Example: Prove L = {0ⁿ1ⁿ | n ≥ 0} is not regular.

Assume L is regular with pumping length p. Take w = 0ᵖ1ᵖ (w ∈ L, |w| = 2p ≥ p).

By condition 2, |xy| ≤ p, so y consists only of 0s. Say y = 0ᵏ for some k ≥ 1.

Pump with i = 2: xy²z = 0ᵖ⁺ᵏ1ᵖ ∉ L (more 0s than 1s).

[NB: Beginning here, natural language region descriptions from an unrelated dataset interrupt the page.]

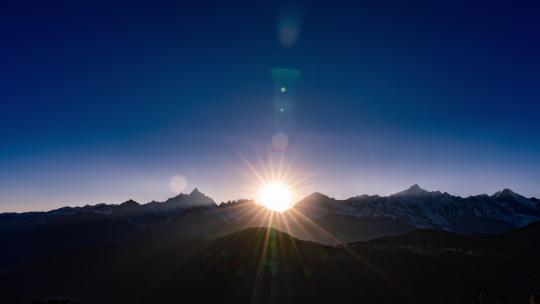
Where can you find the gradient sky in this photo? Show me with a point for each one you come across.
(106, 101)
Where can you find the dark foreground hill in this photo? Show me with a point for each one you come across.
(260, 265)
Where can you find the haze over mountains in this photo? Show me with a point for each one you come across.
(403, 211)
(165, 251)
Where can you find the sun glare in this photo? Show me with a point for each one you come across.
(275, 196)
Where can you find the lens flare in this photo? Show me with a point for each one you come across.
(275, 196)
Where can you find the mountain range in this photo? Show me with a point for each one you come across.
(414, 246)
(407, 210)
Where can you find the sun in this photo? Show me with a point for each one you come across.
(275, 196)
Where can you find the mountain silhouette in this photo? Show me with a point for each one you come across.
(317, 217)
(265, 265)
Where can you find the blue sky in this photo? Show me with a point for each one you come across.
(106, 101)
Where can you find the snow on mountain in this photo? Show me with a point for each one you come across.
(432, 209)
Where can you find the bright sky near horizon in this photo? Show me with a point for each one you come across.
(103, 101)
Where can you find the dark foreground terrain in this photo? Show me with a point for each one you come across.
(260, 265)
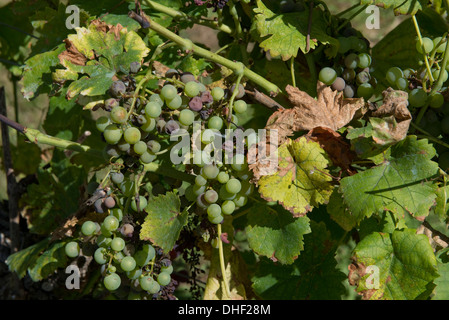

Contradiction. ∎

Closure Properties

Regular languages are closed under:

Operation	Closed?	Proof Technique
Union	✓	Product construction or NFA
Intersection	✓	Product construction
Complement	✓	Swap accept/non-accept in DFA
Concatenation	✓	NFA with ε-transition
Kleene star	✓	NFA with ε-transition
Reversal	✓	Reverse all transitions, swap start/accept
Difference	✓	L₁ ∩ L₂'
Homomorphism	✓	Replace each symbol in NFA transitions
Inverse homomorphism	✓	Modify DFA transitions

Product construction: Run two DFAs simultaneously. State = (state_of_DFA₁, state_of_DFA₂).

Intersection: Accept when both accept.
Union: Accept when either accepts.

Applications in CS

Lexical analysis: Tokenizers convert source code into tokens using DFAs compiled from regex patterns. Tools: lex, flex, re2c.
Text search: grep, ripgrep, IDE search — all powered by regex/DFA matching.
Input validation: Email addresses, phone numbers, URLs — validated by regex.
Network protocols: Packet format validation. Protocol state machines are DFAs.
Hardware design: FSM-based controllers are DFAs implemented in logic gates.
Model checking: System behaviors modeled as automata. Properties as automata on infinite words (Büchi automata).
Bioinformatics: DNA motif finding with position-specific scoring matrices (related to weighted automata).